To determine whether multiple buds on the same mother were formed within one nuclear cycle, we fixed cdc42-22 and WT cells carrying TUB1-GFP (a GFP-tagged α-tubulin) and stained the cells for F-actin and DNA. The status of the nuclear cycle in each cell was indicated by both the DNA staining and the spindle morphology. Sixty-four percent of the cdc42-22 cells with two or three small buds (n = 70; the size of the bud is 1/3 or smaller than that of the mother) had concentrated F-actin in more than one bud (Fig. 2A), suggesting that these buds on the same mother were growing simultaneously (concentrated F-actin is strictly correlated with active cellular growth in budding yeast). Among these cells, 87% had a single DNA mass and a single spindle (Fig. 2A). On the basis of the spindle morphologies, the nuclear cycle in many such cells had progressed to G₁/S (Fig. 2A, bottom cell) or G₂/M (Fig. 2A, top cell). The number and the size of the buds were not correlated with the progression of the nuclear cycle. As expected, 90% of the wild-type cells with a single small bud (n = 50) had concentrated F-actin in the bud, and all these cells had a single DNA mass and single spindle.

Fig 2. — *cdc42*-22 cells produce multiple simultaneously growing buds within one nuclear cycle. (A) Cells of JPC40 (*cdc42*-*22, TUB1:GFP*) were fixed with ice-cold 70% ethanol and stained for F-actin and DNA. Microtubules were visualized with a GFP-tagged α-tubulin. (B) Cells of YEF1963 (*cdc42*-22) were pulse-labeled with FITC-Con A for 10 min and then released into fresh medium for 60 min to monitor the deposition of new cell wall materials (dark zones on the cell surface). (C) Cells of YEF1963 and YEF473A (WT) carrying pSM217-GIC2-GFP were fixed with ice-cold 70% ethanol and stained for DNA.

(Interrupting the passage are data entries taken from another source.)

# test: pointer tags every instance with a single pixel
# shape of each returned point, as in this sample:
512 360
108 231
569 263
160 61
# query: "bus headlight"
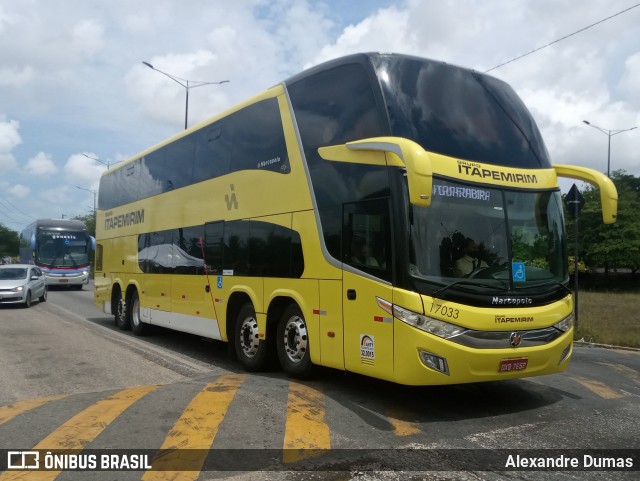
428 324
565 324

The simultaneous growth of multiple buds on a single mother in cdc42-22 cells was further supported by pulse-labeling experiments with FITC-Con A, which stains the glycoproteins in the cell wall. cdc42-22 cells were pulse-labeled with FITC-Con A for 10 min and then released to fresh medium to monitor the deposition of new cell wall materials. At 60 min after the release, multiple buds of the same mother had active polarized growth (indicated by the dark zone in the bud) (Fig. 2B). These data strongly suggest that cdc42-22 cells are able to produce multiple simultaneously growing buds within one nuclear cycle.

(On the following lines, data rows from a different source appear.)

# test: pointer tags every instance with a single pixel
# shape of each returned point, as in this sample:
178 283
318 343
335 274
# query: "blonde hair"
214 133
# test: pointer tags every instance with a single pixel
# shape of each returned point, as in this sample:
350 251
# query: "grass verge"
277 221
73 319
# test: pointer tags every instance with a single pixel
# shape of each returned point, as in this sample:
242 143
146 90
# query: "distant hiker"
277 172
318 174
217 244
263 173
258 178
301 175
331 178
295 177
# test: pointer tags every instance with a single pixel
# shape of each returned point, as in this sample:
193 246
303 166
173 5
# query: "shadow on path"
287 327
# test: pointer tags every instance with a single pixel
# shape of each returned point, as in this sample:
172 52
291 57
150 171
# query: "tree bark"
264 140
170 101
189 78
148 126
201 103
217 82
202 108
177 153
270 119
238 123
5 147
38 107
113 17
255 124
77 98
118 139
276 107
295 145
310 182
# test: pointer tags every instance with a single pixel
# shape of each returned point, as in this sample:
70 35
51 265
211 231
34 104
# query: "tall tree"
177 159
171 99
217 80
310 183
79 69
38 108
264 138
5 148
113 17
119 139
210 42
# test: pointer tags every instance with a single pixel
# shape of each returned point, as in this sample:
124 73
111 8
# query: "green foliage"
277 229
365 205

To determine whether Cdc42p is partitioned to multiple sites for budding, we localized the active form of Cdc42p by using one of its downstream effectors, Gic2p, as the reporter. Gic2p interacts with the active form of Cdc42p specifically, and this interaction is required for the localization of Gic2p to the presumptive bud site or the tip of a tiny bud (9). Many of the cdc42-22 cells carrying GIC2-GFP had multiple Gic2p caps in discrete regions of the cell cortex, which corresponded to the positions of the tiny buds (Fig. 2C, top cell). In contrast, WT cells always had one Gic2p cap at either the presumptive bud site or the tip of a small bud (Fig. 2C, bottom cell). Assuming that a given amount of active Cdc42p is required to initiate formation of one bud, the data above suggest that there is more active Cdc42p in cdc42-22 cells than that in WT cells (also see Fig. 4B).

The Hyperactive Cdc42p Overrides the Normal Spatial Control of Budding.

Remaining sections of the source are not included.